The world is full of pivotal distinctions: male/female; apples/oranges; cold/hot. The distinction between unsecured debt and secured debt is huge in bankruptcy.
A secured creditor has a lien on the debtor’s assets. That lien is an interest in property: it isn’t ownership, but it gives certain rights to the lien holder. Anglo Saxon law has accorded special deference to property holders for as far back as we can trace the beginnings of our law.
At the conclusion of a Chapter 7 bankruptcy case, a lien continues to exist on the assets to which it attached. In contrast, the claim of most unsecured creditors is extinguished, erased, discharged. The unsecured creditor, who has no lien to support his claim, is toast. (That’s another T word in my bankruptcy alphabet. <g>)
Credit cards are the most typical unsecured debts in a bankruptcy case. When you use most bank credit cards, you get absolute ownership of the goods you buy with the card. The seller retains no interest in the goods, nor does the credit card issuer who makes the money available to pay the seller get a lien on the goods. They belong outright to the buyer.
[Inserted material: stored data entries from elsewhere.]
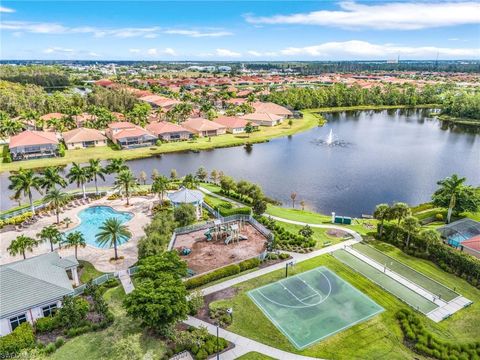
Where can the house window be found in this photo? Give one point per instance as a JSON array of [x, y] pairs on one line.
[[49, 310], [17, 320]]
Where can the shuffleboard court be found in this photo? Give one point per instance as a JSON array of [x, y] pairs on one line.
[[418, 278], [313, 305], [399, 290]]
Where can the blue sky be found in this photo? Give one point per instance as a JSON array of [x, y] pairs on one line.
[[239, 30]]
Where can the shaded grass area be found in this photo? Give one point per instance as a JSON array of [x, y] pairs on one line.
[[105, 152], [88, 271], [122, 340], [378, 338], [253, 355]]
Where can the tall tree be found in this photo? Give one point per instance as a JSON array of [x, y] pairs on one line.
[[58, 199], [115, 166], [95, 171], [381, 213], [23, 182], [50, 234], [22, 244], [75, 239], [411, 226], [79, 175], [113, 233], [450, 188], [126, 182], [51, 178]]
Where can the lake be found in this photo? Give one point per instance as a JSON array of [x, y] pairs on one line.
[[380, 156]]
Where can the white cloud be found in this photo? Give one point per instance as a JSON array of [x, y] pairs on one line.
[[58, 50], [196, 33], [358, 50], [398, 15], [226, 53], [6, 10], [170, 51]]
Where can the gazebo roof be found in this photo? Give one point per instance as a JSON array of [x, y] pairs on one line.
[[186, 196]]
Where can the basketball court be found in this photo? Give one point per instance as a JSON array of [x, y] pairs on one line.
[[313, 305]]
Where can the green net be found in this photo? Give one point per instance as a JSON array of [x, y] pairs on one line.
[[402, 292], [313, 305], [418, 278]]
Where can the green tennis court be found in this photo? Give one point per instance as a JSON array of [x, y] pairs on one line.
[[313, 305], [418, 278], [402, 292]]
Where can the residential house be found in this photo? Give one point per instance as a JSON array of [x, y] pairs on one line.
[[271, 108], [203, 127], [81, 138], [264, 119], [33, 144], [34, 288], [234, 124], [128, 135], [168, 131]]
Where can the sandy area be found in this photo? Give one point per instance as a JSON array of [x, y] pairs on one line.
[[208, 255]]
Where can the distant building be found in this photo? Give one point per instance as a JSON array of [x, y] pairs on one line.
[[34, 288], [31, 144]]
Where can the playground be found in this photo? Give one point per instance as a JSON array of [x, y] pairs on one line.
[[220, 244]]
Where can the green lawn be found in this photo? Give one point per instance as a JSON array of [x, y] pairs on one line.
[[378, 338], [253, 355], [105, 152], [123, 340], [88, 272]]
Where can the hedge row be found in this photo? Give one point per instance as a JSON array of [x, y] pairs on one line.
[[427, 343], [21, 338], [221, 273]]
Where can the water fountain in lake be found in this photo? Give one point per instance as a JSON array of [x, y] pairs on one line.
[[331, 140]]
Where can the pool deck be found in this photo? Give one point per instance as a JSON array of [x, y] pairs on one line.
[[100, 258]]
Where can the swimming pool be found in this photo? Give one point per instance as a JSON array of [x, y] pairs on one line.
[[93, 217]]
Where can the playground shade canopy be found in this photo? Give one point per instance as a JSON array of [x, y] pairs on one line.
[[313, 305]]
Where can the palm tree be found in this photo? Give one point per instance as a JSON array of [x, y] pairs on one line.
[[51, 178], [293, 196], [21, 244], [113, 233], [23, 182], [410, 226], [75, 239], [80, 175], [430, 237], [57, 198], [115, 166], [450, 186], [126, 182], [382, 212], [50, 234], [95, 170], [160, 185]]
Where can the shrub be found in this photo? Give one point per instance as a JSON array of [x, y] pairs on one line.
[[20, 338], [46, 324]]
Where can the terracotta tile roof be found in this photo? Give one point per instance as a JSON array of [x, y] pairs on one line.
[[164, 127], [52, 116], [268, 107], [82, 134], [132, 132], [232, 122], [29, 137], [201, 124], [121, 125], [260, 116]]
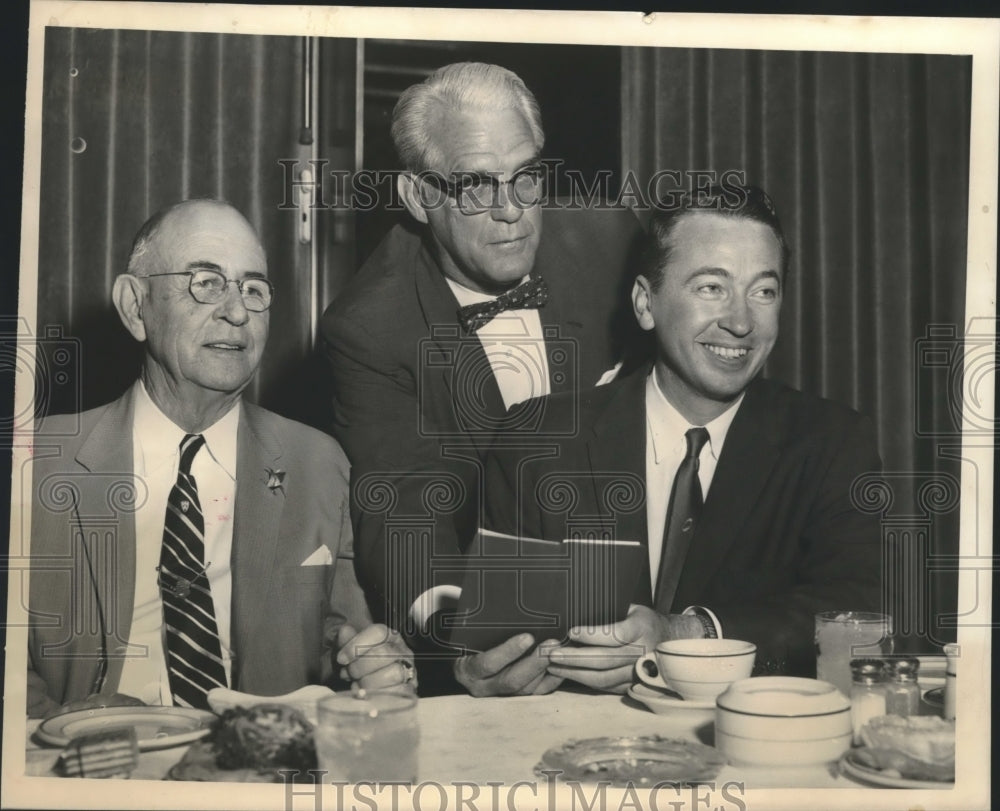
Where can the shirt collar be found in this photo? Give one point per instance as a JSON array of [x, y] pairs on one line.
[[667, 425], [466, 296], [158, 438]]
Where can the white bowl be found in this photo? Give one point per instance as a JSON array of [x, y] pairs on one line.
[[756, 752], [782, 721]]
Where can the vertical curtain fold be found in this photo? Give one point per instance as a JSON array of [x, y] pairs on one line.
[[134, 121], [866, 157]]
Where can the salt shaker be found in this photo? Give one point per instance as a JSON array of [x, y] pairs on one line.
[[902, 693], [951, 651], [867, 693]]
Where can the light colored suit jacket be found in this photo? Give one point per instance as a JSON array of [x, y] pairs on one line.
[[285, 615]]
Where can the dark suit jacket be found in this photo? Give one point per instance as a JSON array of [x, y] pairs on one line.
[[284, 615], [416, 403], [778, 540]]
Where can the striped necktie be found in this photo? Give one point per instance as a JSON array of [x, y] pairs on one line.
[[194, 653], [682, 515]]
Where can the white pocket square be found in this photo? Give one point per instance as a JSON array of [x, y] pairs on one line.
[[321, 557], [609, 375]]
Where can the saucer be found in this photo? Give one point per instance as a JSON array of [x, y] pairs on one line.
[[661, 702]]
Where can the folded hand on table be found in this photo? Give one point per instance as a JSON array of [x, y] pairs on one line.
[[376, 658], [516, 667], [603, 657]]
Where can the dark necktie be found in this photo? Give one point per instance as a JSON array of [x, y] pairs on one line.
[[194, 653], [682, 515], [529, 295]]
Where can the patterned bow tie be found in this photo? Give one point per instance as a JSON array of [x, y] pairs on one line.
[[529, 295]]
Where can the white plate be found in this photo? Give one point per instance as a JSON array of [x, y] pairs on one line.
[[866, 774], [155, 727], [662, 702]]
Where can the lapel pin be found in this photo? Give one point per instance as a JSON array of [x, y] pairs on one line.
[[275, 480]]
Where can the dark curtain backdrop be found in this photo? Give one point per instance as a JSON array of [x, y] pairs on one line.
[[867, 158], [136, 120]]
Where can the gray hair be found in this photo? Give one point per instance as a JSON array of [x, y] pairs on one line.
[[146, 235], [460, 86]]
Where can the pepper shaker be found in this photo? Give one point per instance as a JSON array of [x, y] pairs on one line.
[[867, 693], [952, 652]]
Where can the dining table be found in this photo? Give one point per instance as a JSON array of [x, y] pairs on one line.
[[504, 739]]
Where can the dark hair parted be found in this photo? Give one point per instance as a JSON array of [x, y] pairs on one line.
[[736, 201]]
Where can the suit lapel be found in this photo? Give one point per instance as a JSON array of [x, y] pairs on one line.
[[617, 456], [752, 446], [107, 453], [256, 522], [440, 309]]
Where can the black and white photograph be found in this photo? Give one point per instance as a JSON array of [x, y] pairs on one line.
[[465, 409]]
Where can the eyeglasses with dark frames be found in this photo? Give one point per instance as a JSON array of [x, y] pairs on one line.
[[476, 192], [208, 286]]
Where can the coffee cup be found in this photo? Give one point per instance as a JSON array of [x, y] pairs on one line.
[[698, 669]]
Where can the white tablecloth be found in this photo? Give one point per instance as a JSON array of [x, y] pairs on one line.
[[484, 740]]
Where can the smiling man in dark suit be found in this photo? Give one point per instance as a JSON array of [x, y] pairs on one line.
[[484, 300], [742, 486], [183, 539]]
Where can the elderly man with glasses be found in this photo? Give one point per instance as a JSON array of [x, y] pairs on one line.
[[184, 540], [481, 301]]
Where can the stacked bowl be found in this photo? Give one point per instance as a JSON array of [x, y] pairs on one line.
[[782, 721]]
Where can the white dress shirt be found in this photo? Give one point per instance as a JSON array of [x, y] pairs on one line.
[[666, 447], [156, 456], [515, 347]]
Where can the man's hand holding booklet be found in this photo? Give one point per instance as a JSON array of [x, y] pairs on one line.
[[513, 585]]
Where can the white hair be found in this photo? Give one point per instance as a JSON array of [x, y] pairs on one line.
[[459, 86]]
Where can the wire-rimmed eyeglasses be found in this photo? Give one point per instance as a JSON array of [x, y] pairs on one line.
[[208, 286], [475, 192]]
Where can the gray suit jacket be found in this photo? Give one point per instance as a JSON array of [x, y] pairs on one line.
[[284, 615]]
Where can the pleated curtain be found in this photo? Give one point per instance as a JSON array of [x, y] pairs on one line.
[[134, 121]]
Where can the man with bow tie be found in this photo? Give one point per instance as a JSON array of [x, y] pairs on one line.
[[480, 302], [184, 540]]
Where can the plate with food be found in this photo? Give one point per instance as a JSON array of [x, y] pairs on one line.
[[632, 761], [916, 752], [251, 745], [155, 727]]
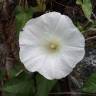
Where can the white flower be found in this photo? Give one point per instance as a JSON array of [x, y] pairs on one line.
[[51, 45]]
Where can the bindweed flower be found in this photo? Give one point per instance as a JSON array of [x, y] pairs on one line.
[[51, 45]]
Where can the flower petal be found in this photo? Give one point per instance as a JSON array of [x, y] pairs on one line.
[[72, 55], [69, 33]]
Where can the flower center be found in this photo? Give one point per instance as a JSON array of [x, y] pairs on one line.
[[53, 46]]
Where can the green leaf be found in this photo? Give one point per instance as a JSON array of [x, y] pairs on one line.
[[44, 86], [21, 85], [86, 7], [90, 84], [22, 16]]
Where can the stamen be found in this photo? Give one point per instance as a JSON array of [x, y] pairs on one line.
[[53, 46]]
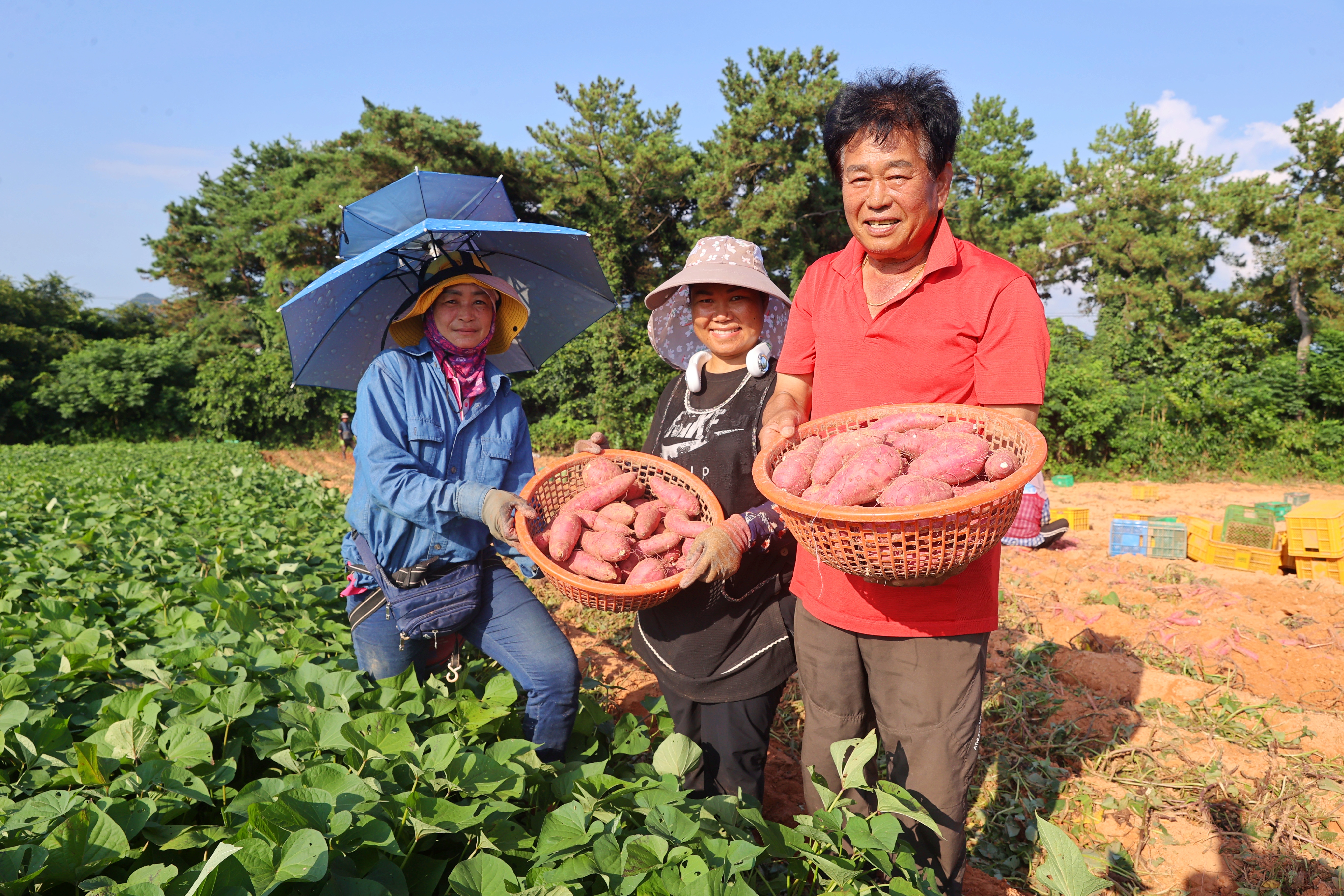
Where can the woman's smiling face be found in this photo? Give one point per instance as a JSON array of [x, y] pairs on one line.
[[463, 315], [728, 320]]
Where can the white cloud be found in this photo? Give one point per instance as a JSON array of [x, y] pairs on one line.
[[1176, 120], [178, 167], [1259, 147]]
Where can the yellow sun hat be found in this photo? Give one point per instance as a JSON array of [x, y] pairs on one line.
[[464, 268]]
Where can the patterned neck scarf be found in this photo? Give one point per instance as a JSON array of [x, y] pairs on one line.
[[464, 367]]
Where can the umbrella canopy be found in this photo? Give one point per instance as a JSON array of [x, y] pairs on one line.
[[416, 198], [339, 323]]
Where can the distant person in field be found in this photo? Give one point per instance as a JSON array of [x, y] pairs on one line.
[[443, 450], [346, 434], [722, 648], [905, 314]]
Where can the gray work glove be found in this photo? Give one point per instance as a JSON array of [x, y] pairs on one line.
[[714, 555], [498, 514], [595, 444]]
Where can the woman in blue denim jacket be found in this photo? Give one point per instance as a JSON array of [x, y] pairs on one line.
[[443, 450]]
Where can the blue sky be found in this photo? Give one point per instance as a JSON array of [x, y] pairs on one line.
[[112, 111]]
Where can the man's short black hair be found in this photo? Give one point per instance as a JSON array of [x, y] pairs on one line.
[[883, 103]]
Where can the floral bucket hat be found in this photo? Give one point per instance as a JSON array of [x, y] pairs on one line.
[[714, 260]]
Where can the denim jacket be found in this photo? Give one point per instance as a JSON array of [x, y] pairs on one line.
[[421, 473]]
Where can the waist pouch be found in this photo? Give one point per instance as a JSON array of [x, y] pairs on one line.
[[425, 608]]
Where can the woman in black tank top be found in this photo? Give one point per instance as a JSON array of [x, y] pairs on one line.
[[722, 648]]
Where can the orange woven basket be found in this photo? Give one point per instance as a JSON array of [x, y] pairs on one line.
[[908, 546], [547, 493]]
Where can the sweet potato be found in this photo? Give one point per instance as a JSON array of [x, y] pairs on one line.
[[565, 531], [599, 496], [592, 567], [957, 459], [838, 450], [815, 492], [678, 522], [795, 471], [914, 443], [600, 471], [904, 421], [647, 519], [659, 543], [675, 498], [607, 524], [607, 546], [648, 570], [909, 491], [866, 475], [621, 512], [1000, 464]]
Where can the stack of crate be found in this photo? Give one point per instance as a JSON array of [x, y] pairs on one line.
[[1152, 536], [1316, 539], [1213, 543]]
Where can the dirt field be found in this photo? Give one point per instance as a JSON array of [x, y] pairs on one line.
[[1183, 722]]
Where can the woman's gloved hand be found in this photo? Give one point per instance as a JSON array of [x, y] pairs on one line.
[[595, 444], [498, 514], [717, 553]]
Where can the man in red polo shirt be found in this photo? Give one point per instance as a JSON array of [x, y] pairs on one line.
[[905, 314]]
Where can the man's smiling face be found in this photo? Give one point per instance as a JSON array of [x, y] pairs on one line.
[[892, 202]]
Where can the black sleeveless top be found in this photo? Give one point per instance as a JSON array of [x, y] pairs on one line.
[[728, 640]]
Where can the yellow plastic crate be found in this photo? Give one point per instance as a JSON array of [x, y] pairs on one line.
[[1202, 545], [1312, 569], [1077, 518], [1316, 530], [1198, 526]]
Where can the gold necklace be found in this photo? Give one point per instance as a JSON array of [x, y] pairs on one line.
[[913, 279]]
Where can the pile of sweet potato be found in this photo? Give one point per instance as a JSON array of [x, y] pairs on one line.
[[902, 460], [613, 532]]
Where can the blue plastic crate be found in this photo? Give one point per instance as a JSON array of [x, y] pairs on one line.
[[1128, 536]]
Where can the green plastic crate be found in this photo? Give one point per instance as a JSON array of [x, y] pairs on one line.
[[1166, 539], [1252, 527], [1279, 508]]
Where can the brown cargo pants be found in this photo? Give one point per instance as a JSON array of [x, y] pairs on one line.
[[924, 698]]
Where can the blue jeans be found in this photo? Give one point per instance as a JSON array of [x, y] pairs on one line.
[[514, 629]]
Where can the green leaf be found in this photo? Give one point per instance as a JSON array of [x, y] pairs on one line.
[[483, 875], [562, 829], [222, 852], [677, 757], [1065, 870], [84, 844], [894, 798], [88, 768], [186, 745], [853, 768], [388, 734], [501, 691], [130, 738], [19, 867]]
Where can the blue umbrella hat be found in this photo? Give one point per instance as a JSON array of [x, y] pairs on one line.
[[347, 316]]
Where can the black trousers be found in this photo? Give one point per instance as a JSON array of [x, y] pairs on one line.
[[734, 738]]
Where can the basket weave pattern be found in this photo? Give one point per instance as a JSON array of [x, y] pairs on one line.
[[547, 492], [908, 545]]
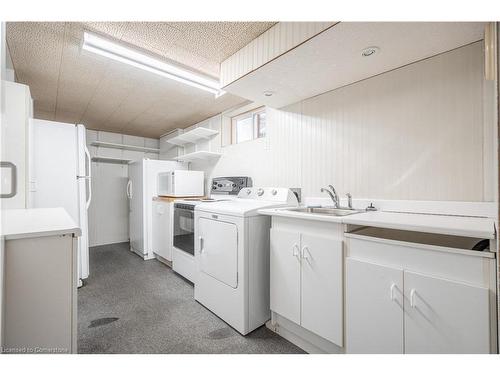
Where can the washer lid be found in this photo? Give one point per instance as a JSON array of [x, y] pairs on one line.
[[237, 207], [250, 200]]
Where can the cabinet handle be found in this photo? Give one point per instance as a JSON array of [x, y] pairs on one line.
[[412, 298], [305, 251], [393, 286]]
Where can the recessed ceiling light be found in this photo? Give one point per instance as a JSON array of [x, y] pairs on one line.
[[369, 51], [118, 52]]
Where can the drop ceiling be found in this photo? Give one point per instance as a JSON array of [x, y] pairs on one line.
[[333, 58], [70, 85]]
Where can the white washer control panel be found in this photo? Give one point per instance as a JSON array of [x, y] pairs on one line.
[[282, 195]]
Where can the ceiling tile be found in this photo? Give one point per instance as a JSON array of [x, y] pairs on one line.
[[68, 84]]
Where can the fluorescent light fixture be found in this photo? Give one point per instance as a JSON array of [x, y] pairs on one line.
[[115, 51]]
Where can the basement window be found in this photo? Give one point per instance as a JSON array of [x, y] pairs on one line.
[[248, 126]]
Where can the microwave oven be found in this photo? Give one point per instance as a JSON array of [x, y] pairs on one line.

The credit card issuer is then at risk should you not pay, because its claim is unsecured.
The division between secured and unsecured gets another level of importance in Chapter 13. Eligibility to file Chapter 13 is pegged to having unsecured debts below $360,475. An added twist in Chapter 13 is that creditors who have a lien but the lien doesn’t attach to any asset with value available to support the claim, is counted among the unsecureds.
Powerfully, Chapter 13 allows a debtor to void liens that are underwater, that is, that don’t attached to value in the collateral.
This post has been brought to you, as they say on Sesame Street, by the letter U.